From Elliott Masie’s Learning Trends blog: 9 seconds – The number of seconds between the time an instructor asks a question and the next sound that they make! Unfortunately, most teachers ask, “Any questions?” and, in less than 3 seconds, start to speak again.” It takes a learner many seconds to recognize that you have stopped teaching and asked for a question, review what you said, evaluate what they would like to ask, formulate the question, raise their hand and then ask it!

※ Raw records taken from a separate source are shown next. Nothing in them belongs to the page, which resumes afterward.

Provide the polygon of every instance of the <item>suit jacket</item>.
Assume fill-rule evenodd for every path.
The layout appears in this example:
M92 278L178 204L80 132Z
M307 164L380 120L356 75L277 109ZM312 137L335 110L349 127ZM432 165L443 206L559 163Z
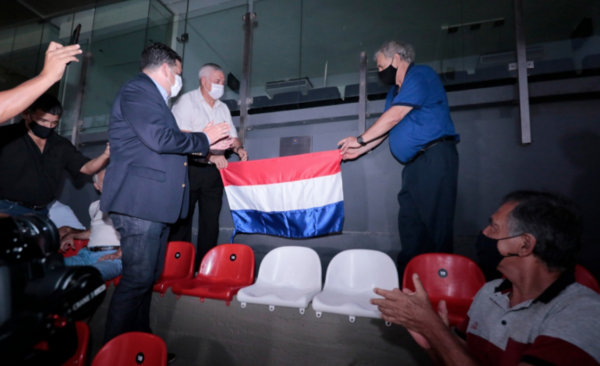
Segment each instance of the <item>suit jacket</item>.
M210 147L204 133L184 133L158 88L144 73L127 82L113 103L110 164L100 209L174 223L189 205L187 156Z

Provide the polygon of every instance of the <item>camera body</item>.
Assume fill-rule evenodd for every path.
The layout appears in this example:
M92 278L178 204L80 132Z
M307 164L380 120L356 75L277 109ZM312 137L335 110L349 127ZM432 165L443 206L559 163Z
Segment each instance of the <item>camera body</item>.
M90 317L104 299L100 272L65 267L59 247L58 229L48 218L0 218L3 364L62 364L77 349L75 321ZM47 349L36 349L44 341Z

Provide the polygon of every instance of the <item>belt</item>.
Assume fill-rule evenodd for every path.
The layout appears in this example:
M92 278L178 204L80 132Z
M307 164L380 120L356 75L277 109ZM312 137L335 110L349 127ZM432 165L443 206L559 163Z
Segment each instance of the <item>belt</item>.
M88 250L90 252L106 252L107 250L117 250L120 247L118 245L104 245L104 246L97 246L97 247L88 247Z
M456 136L442 136L439 139L435 139L433 141L429 141L427 143L427 145L425 145L424 148L422 148L421 150L417 151L417 153L415 154L415 156L413 156L412 158L410 158L409 161L407 161L406 163L404 163L404 165L408 165L410 163L412 163L413 161L417 160L417 158L423 154L425 154L425 152L429 149L431 149L432 147L434 147L435 145L441 143L441 142L446 142L446 141L456 141Z
M6 202L10 202L10 203L16 203L19 206L27 207L27 208L30 208L32 210L43 210L46 207L48 207L48 205L39 205L39 206L36 206L36 205L32 205L32 204L25 203L25 202L15 202L15 201L10 201L10 200L5 200L5 201Z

Not possible in 3 seconds!! Masie suggests to extend your wait time to at least 9 seconds in order to give learners a chance to formulate a question and respond.

Storytelling as a Teaching and Learning Tool

Tuesday, October 11th, 2011

Have you taught a class and had someone ask, why is this important to me? Stories are a means of engaging students, and can create a memorable way to process new information. The following link will take you to a posting by Connie Malamed, an eLearning, information and visual designer, with a Masters Degree in Instructional Design & Technology. Connie has posted 10 reasons why stories are important for learning.

Click here to read the posting

Geek Speak

Wednesday, September 28th, 2011

This isn’t a new question. Should I use jargon in my presentations, classes, etc.? Even when we believe that we know our audience, I think that this short, humourous video answers the question once and for all.

Mobile Learning and the Inverted Classroom

Wednesday, September 7th, 2011

I recently attended the 2011 Summer Institute on Distance Learning and Instructional Technology (SIDLIT); a yearly event at Johnson County Community College (JCCC) in Overland Park, KS []. Below are some notes from a session presented by Tracy Newman, Educational Technology Analyst at JCCC, on inverting the classroom to improve synthesis of new information by students.

Problem: Accessibility of Help

Students need help with assimilation of new information before they do homework; however, teachers are busy delivering the lecture during class time.

Solution: New approaches to Transmission

• Deliver new content via a short video tutorial or a podcast prior to class. Students arrive at class and are ready to apply what they learned.
• The video lecture is the homework; lecture time is now freed up to review the homework, answer questions.
• Provide students with a study or notes guide to complete while watching the video or podcast.
• Provide harder examples in the classroom allowing knowledge to build.
• Quiz at the beginning of class on material from the homework.
• Students as teachers: students reteach the material from homework to a small group.

Mentioned in the session and available on SlideShare: Inverting the Classroom, Improving Student Learning.

“Instead of teaching by telling, I am teaching by questioning.” – Eric Mazur. Science. 323, 50-51. 2009.